Put simply,O'Rawe argues that the prisoners on hunger strike were offered a deal by the British after the fourth hunger strike death in the summer of 1981.the deal was asa good as it was going to be,and the prisoners knew that the alternative was the converyor belt of dead hunger strikers continuing.He argues that the leadership outside the prison vetoed the deal and six more prisoners died before more or less the same deal was accepted in October 1981.

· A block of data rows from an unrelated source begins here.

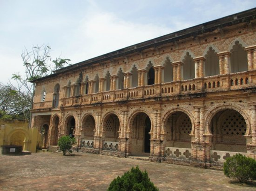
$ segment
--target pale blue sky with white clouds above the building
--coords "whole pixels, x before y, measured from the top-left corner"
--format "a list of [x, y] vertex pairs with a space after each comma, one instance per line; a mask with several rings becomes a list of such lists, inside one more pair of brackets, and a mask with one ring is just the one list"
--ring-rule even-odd
[[255, 0], [0, 0], [0, 82], [24, 73], [35, 45], [81, 62], [256, 7]]

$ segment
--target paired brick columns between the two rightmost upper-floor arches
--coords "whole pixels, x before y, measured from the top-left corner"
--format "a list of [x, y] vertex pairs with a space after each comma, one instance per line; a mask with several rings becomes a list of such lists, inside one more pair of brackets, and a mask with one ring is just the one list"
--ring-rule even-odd
[[229, 51], [218, 53], [219, 57], [219, 73], [220, 74], [229, 74], [230, 73], [230, 55]]

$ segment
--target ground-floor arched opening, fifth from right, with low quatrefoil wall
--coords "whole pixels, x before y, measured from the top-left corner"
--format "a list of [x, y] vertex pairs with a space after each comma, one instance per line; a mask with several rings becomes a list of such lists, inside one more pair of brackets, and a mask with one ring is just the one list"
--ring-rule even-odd
[[82, 120], [81, 147], [93, 148], [94, 146], [95, 120], [92, 115]]

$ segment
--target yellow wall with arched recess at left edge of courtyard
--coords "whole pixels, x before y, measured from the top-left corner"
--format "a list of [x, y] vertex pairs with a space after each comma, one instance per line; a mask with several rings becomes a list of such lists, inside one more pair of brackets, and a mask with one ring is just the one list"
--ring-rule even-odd
[[40, 143], [38, 128], [29, 128], [28, 122], [0, 119], [0, 146], [21, 145], [23, 150], [36, 152]]

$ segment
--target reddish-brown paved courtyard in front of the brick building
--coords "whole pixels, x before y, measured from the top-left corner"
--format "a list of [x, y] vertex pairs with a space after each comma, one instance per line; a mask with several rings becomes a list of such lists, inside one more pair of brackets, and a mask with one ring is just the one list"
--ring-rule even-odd
[[255, 185], [229, 183], [222, 171], [155, 163], [130, 158], [75, 153], [0, 155], [0, 190], [107, 190], [131, 167], [147, 170], [160, 190], [256, 190]]

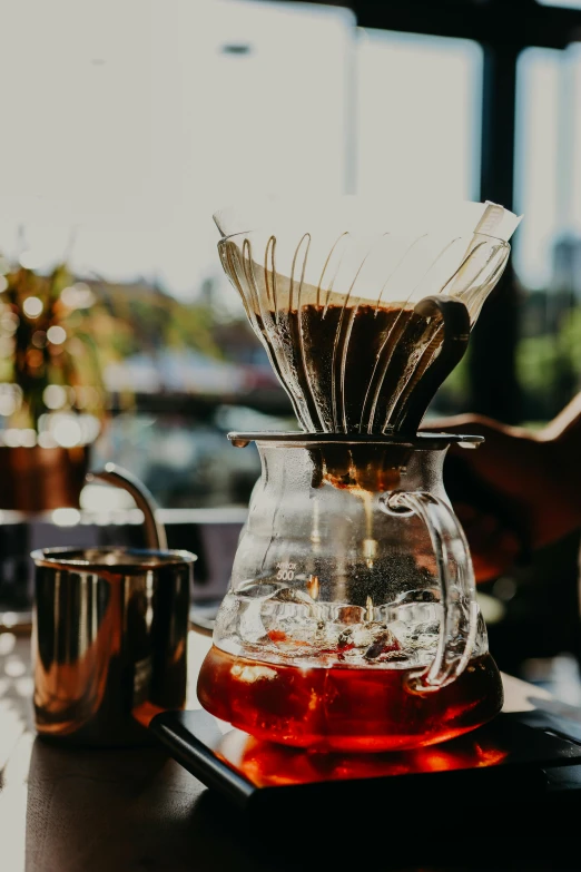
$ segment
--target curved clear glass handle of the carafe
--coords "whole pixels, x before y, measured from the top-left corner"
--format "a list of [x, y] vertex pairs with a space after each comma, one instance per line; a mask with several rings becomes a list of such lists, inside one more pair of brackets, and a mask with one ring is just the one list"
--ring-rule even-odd
[[437, 690], [465, 669], [481, 620], [466, 537], [447, 502], [433, 493], [393, 491], [383, 504], [388, 513], [417, 515], [432, 540], [441, 589], [440, 640], [432, 664], [414, 673], [410, 684], [420, 693]]

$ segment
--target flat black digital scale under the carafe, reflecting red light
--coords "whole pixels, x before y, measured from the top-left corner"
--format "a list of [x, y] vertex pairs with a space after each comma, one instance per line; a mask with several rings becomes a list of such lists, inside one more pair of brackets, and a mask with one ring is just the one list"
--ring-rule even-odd
[[545, 712], [501, 713], [464, 736], [417, 751], [358, 755], [258, 742], [204, 709], [165, 712], [149, 728], [188, 772], [239, 810], [278, 812], [296, 802], [316, 810], [329, 795], [334, 802], [364, 796], [373, 806], [386, 791], [404, 804], [418, 792], [425, 802], [445, 803], [466, 791], [474, 809], [499, 798], [538, 803], [567, 780], [578, 784], [581, 801], [581, 725], [577, 736], [568, 734], [562, 719]]

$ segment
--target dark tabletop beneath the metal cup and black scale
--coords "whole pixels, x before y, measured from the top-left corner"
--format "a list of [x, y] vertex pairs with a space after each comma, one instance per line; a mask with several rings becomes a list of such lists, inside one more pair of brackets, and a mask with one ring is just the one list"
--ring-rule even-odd
[[[208, 645], [207, 637], [190, 634], [190, 708], [199, 707], [195, 679]], [[1, 872], [418, 869], [412, 850], [408, 865], [391, 861], [398, 837], [397, 829], [390, 826], [390, 807], [396, 796], [385, 797], [383, 832], [349, 827], [348, 807], [335, 810], [335, 827], [319, 826], [297, 807], [292, 820], [269, 826], [268, 837], [263, 840], [252, 834], [234, 806], [208, 791], [161, 747], [88, 751], [48, 745], [33, 731], [29, 650], [28, 637], [0, 634]], [[503, 680], [506, 711], [562, 711], [546, 692], [509, 676]], [[581, 711], [567, 709], [567, 716], [577, 718], [581, 729]], [[470, 796], [459, 797], [462, 805], [470, 802]], [[534, 865], [530, 851], [521, 849], [531, 840], [535, 844], [540, 833], [506, 824], [505, 812], [491, 809], [489, 819], [481, 814], [474, 817], [470, 832], [457, 832], [453, 810], [425, 809], [421, 797], [417, 807], [410, 809], [417, 820], [418, 837], [440, 844], [444, 840], [450, 845], [449, 860], [440, 863], [440, 870], [581, 870], [578, 832], [568, 834], [572, 850], [579, 840], [579, 860], [573, 856], [573, 865], [557, 858], [542, 861], [541, 853], [540, 865]], [[496, 860], [486, 864], [481, 846], [495, 839], [498, 831], [505, 839], [506, 830], [514, 836], [512, 847], [499, 847]], [[562, 837], [563, 833], [549, 834], [549, 844], [561, 845]], [[528, 859], [519, 866], [521, 853]], [[422, 865], [422, 870], [427, 868], [435, 865]]]

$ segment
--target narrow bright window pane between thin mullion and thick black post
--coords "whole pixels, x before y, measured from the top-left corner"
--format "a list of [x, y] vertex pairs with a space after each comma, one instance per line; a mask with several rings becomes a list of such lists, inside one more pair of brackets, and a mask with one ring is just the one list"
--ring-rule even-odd
[[360, 32], [360, 193], [477, 198], [481, 47], [462, 39]]

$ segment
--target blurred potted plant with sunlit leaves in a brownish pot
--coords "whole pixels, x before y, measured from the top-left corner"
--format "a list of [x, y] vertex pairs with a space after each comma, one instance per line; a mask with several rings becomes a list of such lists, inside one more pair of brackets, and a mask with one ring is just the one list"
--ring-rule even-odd
[[0, 509], [79, 506], [107, 417], [97, 344], [76, 329], [93, 302], [63, 263], [40, 275], [0, 258]]

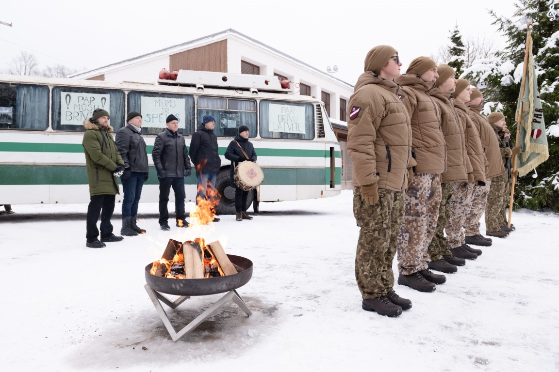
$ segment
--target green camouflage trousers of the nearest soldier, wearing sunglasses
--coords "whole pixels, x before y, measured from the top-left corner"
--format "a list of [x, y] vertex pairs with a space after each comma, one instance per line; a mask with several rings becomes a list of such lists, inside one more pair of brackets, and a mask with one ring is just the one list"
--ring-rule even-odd
[[377, 204], [370, 205], [361, 197], [361, 187], [354, 187], [353, 215], [361, 228], [355, 256], [359, 291], [363, 298], [386, 296], [394, 287], [392, 262], [404, 216], [404, 194], [379, 189]]

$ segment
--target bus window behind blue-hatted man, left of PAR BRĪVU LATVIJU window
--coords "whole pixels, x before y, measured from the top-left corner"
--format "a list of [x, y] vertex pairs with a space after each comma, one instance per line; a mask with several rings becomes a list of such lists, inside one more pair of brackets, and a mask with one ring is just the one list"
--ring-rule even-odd
[[239, 127], [246, 125], [249, 136], [256, 136], [256, 102], [247, 99], [200, 97], [198, 98], [198, 125], [204, 115], [215, 118], [214, 133], [219, 137], [235, 137]]

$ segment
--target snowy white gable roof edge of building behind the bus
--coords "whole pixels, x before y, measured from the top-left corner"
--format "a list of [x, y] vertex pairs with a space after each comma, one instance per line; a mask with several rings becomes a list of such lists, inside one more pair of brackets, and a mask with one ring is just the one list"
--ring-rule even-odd
[[187, 41], [187, 42], [184, 42], [182, 44], [177, 44], [177, 45], [173, 45], [173, 46], [170, 46], [170, 47], [167, 47], [167, 48], [164, 48], [164, 49], [160, 49], [160, 50], [157, 50], [157, 51], [154, 51], [154, 52], [150, 52], [148, 54], [143, 54], [143, 55], [132, 57], [130, 59], [126, 59], [126, 60], [123, 60], [123, 61], [120, 61], [120, 62], [115, 62], [115, 63], [110, 64], [110, 65], [97, 67], [96, 69], [82, 71], [82, 72], [77, 73], [77, 74], [69, 75], [69, 77], [70, 78], [88, 78], [88, 77], [91, 77], [91, 76], [101, 75], [103, 73], [106, 73], [107, 71], [115, 70], [119, 67], [132, 65], [132, 64], [138, 63], [138, 62], [143, 61], [143, 60], [149, 60], [149, 59], [153, 59], [153, 58], [164, 56], [164, 55], [175, 54], [175, 53], [178, 53], [178, 52], [181, 52], [181, 51], [184, 51], [184, 50], [193, 49], [193, 48], [198, 47], [198, 46], [210, 44], [211, 42], [224, 40], [224, 39], [226, 39], [228, 37], [231, 37], [231, 36], [238, 37], [241, 40], [249, 42], [250, 44], [254, 44], [255, 46], [258, 46], [262, 49], [266, 49], [269, 52], [272, 52], [273, 54], [277, 54], [277, 55], [279, 55], [279, 56], [281, 56], [281, 57], [283, 57], [287, 60], [290, 60], [290, 61], [296, 63], [296, 64], [302, 65], [309, 70], [314, 70], [316, 73], [324, 75], [324, 76], [326, 76], [330, 79], [337, 80], [339, 83], [345, 84], [345, 85], [349, 86], [350, 88], [353, 88], [353, 85], [351, 85], [349, 83], [346, 83], [345, 81], [340, 80], [338, 78], [335, 78], [334, 76], [332, 76], [328, 73], [325, 73], [324, 71], [321, 71], [321, 70], [317, 69], [316, 67], [313, 67], [309, 64], [306, 64], [303, 61], [300, 61], [296, 58], [293, 58], [292, 56], [287, 55], [287, 54], [285, 54], [285, 53], [283, 53], [283, 52], [281, 52], [277, 49], [274, 49], [271, 46], [263, 44], [262, 42], [260, 42], [258, 40], [255, 40], [252, 37], [249, 37], [247, 35], [244, 35], [243, 33], [237, 32], [237, 31], [233, 30], [233, 28], [229, 28], [228, 30], [225, 30], [225, 31], [222, 31], [222, 32], [213, 33], [211, 35], [207, 35], [207, 36], [200, 37], [200, 38], [197, 38], [197, 39], [194, 39], [194, 40], [191, 40], [191, 41]]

Why?Well,the hunger strikes had tapped into a vein of republicanism that expressed itself in voting,obvious examples being Bobby Sands and two prisoners elected to the Irish Dail.the by-election to replace Sands was in August,so if the hunger strikes were ongoing,it gave a republican a very good chance of election. 6 dead prisoners for a real live MP? Politics is not a sentimental business.
No wonder O'Rawe was subject to such hostility.On the other hand,the truth is frequently painful.